It’d be like going to Barcelona and people being upset that you’re speaking Spanish instead of Catalan.
I ended up having to clean up some posts’ comment sections and am still getting heat weeks later. Indeed, it was this kind of mindset and stubbornness that made me realize that Americans aren’t the only ones that are guilty of being slightly ignorant and misunderstanding of the rest of the world—even though we get the most criticism for it.
Around October, things started to look awful gloomy in Eastern Europe. Short dresses and high heels were replaced with rain boots and fur jackets. Smiles and leisurely paces turned into scowls and anger.
I went from seeing the sun every day to seeing it every week—or less. Upping the dosage of my Vitamin D pills improved my mood significantly.
If you’re not happy with your environment, you won’t thrive in life. Having spent the last 5+ years in Southern California, it was eye-opening to me to see what kind of impact something as simple as sunlight had on my productivity, happiness, and overall well-being.
In the future, I may do a sort of follow-the-sun kind of travel schedule. I must say, Vietnamese women and the (somewhat) untapped waters of Vietnam are calling my name.
It’s quite common for me to wake up at bizarre times of the night now and be unable to get back to sleep. I’m not riddled with crazy dreams, but rather an overflow of ideas.
Sometimes it’s a new niche site I’d like to build or an idea for an upcoming blog post. Sometimes it’s how I could do things better with my business. The point is, once you’re out of the rat race, you’ll be amazed at how much more creative thinking gets done.
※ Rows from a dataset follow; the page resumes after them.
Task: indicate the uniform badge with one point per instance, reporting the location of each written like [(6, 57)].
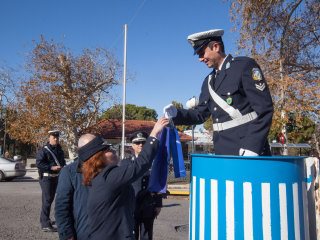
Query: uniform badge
[(260, 86), (256, 74), (229, 100)]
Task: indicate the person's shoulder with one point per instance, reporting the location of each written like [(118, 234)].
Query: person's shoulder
[(125, 161), (243, 59)]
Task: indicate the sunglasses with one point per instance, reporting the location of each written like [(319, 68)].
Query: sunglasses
[(140, 142)]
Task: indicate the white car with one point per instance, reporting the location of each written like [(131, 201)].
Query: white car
[(10, 169)]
That’s not to say that you have to be location-independent or a nomad to have these ideas. I imagine they will start flowing for anyone who decides to walk away from the office life.
Going hand in hand with the above, “hard work” has never been easier. I don’t mind waking up before the sun comes out and then well into nightfall. It’s my dream, my passion, my business.
No longer am I working to be a small cog in someone else’s dream. Sure, I’ve had to make sacrifices in other areas of life. I don’t game girls as much as I used to. I’ve admittedly skipped a workout here and there. I settled down in one city towards the end of the year because I wanted to work.
The most valuable lesson I learned this year was this: it’s always up to you, and it’s never too late.
I’ve attempted to start small businesses or websites with people I’ve known on a personal level, and it’s fallen flat on my face. I’ve tried to help friends start their own business and live freely, to no avail.
Sadly, I’ve learned that there is only so much you can do to help other people. It’s cliche, but you can lead a horse to water but you sure as hell can’t make him drink. You can give someone all the tools in the world to succeed and yet they just won’t drink that damn water.
It’s frustrated me in numerous ways this year.
I think of the time wasted that could have been better spent. A huge loss. However, I also recognize that there are lessons to be learned from this. I didn’t lose out on anything major, financial wise. It didn’t cost me any truly valuable relationships. I simply lost some of my time, but I learned a lesson from that loss.
I’ve learned that it’s not a bad thing to take a loss if you take a good lesson from it. Most of all, I’ve learned this:
My own destiny is always right in my own hands.